Mékanik Copulaire is one of the active online and print projects dealing with contemporary collage. We spoke with its editor and curator, french artist Bill Noir, to learn about his vision and ideas behind MC and about his own art work.
– Can you define Mékanik Copulaire (MC) as an editorial / curatorial project?
I choose both definitions. Editorial because I printed more than thirty editions since 2010 (between 100 and 300 copies each); and curatorial because, fatally, I am a bit the filter of what I want to share of my vision of contemporary collage.
– Which is MC´s curatorial identity?How has it evolved over the years since the project´s beginning?
At the beginning, after two years that I had started with collage myself , I launched a call for contributions for the paper édition «Mékanik copulaire#0» (on myspace at the time. . . ).
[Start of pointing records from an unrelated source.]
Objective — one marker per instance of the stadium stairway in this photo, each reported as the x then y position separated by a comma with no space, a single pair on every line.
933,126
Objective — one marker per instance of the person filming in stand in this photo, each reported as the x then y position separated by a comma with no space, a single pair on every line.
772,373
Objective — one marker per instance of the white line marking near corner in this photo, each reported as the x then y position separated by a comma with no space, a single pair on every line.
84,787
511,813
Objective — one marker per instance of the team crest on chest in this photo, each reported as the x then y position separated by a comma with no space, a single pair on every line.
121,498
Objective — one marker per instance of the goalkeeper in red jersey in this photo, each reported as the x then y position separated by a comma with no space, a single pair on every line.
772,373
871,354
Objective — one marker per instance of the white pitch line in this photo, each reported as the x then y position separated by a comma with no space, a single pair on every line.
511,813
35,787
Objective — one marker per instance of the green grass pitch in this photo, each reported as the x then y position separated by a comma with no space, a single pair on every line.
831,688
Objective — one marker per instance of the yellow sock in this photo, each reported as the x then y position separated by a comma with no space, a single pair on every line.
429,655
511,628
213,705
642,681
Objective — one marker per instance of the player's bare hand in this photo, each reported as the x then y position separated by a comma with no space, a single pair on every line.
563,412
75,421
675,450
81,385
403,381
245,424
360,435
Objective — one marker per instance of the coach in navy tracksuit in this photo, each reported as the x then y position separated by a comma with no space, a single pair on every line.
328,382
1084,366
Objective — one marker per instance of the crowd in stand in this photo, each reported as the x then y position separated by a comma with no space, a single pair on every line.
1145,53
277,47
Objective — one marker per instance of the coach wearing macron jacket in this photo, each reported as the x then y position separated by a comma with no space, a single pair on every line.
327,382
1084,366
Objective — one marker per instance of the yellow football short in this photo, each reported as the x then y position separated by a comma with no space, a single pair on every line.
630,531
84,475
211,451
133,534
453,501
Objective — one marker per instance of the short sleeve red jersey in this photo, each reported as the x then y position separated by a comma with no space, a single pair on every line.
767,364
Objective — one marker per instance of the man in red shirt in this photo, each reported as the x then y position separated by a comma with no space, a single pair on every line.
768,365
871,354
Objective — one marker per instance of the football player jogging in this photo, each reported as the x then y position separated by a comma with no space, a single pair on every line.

In this first fanzine, I hardly made any selection, mainly because I didn’t receive many proposals and also because my collage culture was still fragile.
Then submissions raised in the following calls (60/80 artists) and I forced myself to choose about thirty collagists per issue.
This formula lasted until the fourth edition included. Then I evolved the format to present about fifteen people, four of whom had ten pages, in order to give a little more detail to their respective worlds.
From that moment on, I only went through direct invitations, while remaining open to the messages that I could continue to receive.
In parallel I also edited other more personal projects around collections of found images (occiput), self-publications (chaomos, des astres, éclats, imago,. . . ) and some collections of artists and photographers.
For the past two years, I have been sharing more images on Instagram. This virtual gallery allows me to share more directly and widely the works to which I am sensitive in contemporary collage, and also to make «brand pages» for the #10.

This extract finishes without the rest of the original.